Another year, another special session – and another round of Governor Newsom’s gas price blame game that fails to solve any actual problems.
This time around, the governor – fully unable to show “price gouging” by oil companies drives high costs at the pump, despite his repeated claims and loads of new data on the subject being collected by the state Energy Commission – has pivoted to refinery storage.
As Tom Philp put it in the Sacramento Bee:
“Twenty-four years after state experts noted that low inventories of gasoline in California could lead to higher prices, Gov. Gavin Newsom has discovered the problem and launched a special legislative session to deal with it.
Instead of a deliberative process that started years ago, the administration is cobbling together a bill at the last minute that raises more questions than answers.”
Dan Walters was no less skeptical of Newsom’s charade in CalMatters, with a headline reading “Gavin Newsom can’t prove price gouging at the pump but wants new refinery law” and a lead statement not lacking in candor:
“It’s time to blow the whistle on the farcical efforts of California’s politicians – especially Gov. Gavin Newsom – to reduce the state’s high gasoline prices.”

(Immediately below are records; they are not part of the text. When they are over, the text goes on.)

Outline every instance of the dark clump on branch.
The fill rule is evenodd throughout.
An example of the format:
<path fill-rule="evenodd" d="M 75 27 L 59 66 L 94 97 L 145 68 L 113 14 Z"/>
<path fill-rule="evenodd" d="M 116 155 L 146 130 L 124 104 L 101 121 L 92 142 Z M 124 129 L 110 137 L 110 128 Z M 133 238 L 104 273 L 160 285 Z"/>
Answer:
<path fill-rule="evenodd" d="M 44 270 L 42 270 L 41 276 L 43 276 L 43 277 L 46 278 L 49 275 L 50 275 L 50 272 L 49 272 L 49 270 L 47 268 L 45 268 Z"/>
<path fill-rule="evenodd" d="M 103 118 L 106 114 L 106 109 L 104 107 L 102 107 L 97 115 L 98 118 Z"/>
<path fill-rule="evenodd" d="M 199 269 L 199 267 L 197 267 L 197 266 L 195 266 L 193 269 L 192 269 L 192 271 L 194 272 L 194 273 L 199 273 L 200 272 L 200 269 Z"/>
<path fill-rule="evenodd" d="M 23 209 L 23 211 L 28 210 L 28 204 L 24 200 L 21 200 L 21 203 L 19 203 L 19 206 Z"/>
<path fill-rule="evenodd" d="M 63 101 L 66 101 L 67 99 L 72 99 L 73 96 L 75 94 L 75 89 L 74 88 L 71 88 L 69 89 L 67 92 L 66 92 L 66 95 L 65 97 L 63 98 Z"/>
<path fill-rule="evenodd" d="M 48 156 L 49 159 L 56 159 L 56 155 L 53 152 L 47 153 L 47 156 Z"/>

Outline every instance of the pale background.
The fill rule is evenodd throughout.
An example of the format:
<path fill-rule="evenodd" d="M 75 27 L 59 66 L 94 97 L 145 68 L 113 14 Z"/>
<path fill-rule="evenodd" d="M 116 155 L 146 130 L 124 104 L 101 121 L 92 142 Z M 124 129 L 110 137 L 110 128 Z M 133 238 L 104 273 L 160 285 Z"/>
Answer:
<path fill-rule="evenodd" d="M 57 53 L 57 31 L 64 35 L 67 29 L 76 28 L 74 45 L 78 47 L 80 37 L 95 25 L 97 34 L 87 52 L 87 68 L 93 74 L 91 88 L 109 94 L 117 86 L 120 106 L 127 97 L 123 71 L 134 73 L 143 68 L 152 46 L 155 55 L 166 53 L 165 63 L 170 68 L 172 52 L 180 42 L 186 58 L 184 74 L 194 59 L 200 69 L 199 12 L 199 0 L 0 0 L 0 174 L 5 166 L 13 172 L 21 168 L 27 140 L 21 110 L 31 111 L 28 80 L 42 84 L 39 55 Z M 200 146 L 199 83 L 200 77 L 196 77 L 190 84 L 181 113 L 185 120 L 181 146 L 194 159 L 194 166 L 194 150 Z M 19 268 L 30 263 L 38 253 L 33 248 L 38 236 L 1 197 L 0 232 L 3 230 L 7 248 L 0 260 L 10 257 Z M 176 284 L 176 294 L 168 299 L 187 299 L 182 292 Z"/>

Indeed, Newsom’s refinery storage gambit can’t be taken seriously as a gas price-reducing proposal when his government’s own experts at the Energy Commission warn that the policy could “artificially create shortages in downstream markets” and “increase average prices” at the pump.
Piling on are Governors Katie Hobbs of Arizona and Joe Lombardo of Nevada. The bipartisan duo wrote Newsom to express their concerns about the “regional implications” of his special session proposal:
“Despite ongoing conversations about the root causes of rising fuel costs, it is evident that increased regulatory burdens on refiners and forced supply shortages will result in higher costs for consumers in all of our states. With both of our states reliant on California pipelines for significant amounts of our fuel, these looming cost increases and supply shortages are of tremendous concern to Arizona and Nevada.”

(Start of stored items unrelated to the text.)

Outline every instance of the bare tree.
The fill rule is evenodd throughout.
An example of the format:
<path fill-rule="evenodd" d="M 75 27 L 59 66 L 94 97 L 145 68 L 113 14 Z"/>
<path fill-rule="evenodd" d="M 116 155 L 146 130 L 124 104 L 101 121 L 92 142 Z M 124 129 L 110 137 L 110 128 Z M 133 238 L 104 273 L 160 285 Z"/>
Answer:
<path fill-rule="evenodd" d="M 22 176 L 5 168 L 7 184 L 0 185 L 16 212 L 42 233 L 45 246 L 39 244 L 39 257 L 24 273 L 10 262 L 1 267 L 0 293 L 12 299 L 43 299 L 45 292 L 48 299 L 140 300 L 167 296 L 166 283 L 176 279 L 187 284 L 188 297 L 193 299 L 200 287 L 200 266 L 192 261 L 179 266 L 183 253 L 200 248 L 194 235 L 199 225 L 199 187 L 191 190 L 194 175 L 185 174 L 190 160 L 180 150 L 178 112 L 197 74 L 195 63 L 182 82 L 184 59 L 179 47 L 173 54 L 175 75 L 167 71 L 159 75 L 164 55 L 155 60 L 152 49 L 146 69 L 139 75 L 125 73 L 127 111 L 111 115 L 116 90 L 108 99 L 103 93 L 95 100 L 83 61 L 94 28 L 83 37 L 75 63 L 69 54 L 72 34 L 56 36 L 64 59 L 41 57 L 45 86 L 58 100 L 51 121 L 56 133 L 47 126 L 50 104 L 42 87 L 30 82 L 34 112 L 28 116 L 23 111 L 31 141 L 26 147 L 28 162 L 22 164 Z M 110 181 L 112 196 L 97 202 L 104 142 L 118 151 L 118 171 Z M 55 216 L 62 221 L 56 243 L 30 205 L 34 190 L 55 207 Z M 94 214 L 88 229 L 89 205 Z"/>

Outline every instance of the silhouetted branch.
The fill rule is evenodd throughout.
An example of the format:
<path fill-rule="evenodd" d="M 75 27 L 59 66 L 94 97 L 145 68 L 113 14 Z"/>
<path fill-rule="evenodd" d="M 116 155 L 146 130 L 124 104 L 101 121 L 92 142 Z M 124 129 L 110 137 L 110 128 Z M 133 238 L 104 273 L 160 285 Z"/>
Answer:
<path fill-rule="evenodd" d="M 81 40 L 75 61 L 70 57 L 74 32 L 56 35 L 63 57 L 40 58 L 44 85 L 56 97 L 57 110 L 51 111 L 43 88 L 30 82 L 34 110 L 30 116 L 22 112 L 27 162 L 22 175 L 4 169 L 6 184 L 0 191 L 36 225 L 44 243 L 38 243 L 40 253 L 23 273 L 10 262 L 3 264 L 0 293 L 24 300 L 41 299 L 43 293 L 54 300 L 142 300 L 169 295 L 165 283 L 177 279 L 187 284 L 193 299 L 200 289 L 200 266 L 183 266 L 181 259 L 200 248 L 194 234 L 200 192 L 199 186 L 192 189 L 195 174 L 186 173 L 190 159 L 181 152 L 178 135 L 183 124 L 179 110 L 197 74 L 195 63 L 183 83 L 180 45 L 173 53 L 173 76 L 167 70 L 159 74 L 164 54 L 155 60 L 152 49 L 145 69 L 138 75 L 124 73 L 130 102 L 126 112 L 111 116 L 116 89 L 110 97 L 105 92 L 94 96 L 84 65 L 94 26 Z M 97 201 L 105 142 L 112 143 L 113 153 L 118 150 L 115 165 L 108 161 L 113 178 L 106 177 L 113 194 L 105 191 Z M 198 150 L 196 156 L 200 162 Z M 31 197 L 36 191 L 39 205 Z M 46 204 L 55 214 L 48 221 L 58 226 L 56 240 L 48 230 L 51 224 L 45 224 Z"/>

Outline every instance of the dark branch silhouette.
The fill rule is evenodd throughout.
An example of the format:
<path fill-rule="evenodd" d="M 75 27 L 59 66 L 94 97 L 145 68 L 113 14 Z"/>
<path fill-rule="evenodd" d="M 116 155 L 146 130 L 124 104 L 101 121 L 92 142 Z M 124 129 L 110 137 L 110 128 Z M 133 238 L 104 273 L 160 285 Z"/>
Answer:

Californians will know Sacramento is serious about addressing the root causes of high gas prices when – hopefully one day soon – their leaders start recognizing the reality of basic economics.

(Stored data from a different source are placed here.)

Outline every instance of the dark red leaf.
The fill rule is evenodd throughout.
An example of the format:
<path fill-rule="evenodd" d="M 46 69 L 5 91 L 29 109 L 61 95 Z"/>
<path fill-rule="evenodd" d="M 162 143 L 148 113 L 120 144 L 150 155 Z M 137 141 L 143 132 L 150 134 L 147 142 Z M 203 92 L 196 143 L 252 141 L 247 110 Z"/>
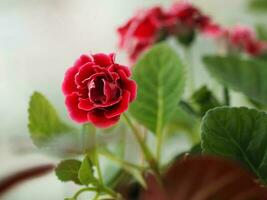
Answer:
<path fill-rule="evenodd" d="M 175 162 L 161 186 L 152 175 L 142 200 L 266 200 L 267 190 L 236 163 L 215 157 Z"/>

The Golden State has allowed its production capacities for transportation fuels – from crude production through to gasoline and diesel refining – to dwindle despite continued high demand. When supply falls short, prices go up.
With his storage proposal, Newsom is trying to slap a shortsighted band-aid on a bullet wound that has existed for decades. Mandates keeping fuel products in storage will not fix California’s fundamental gasoline supply shortfall.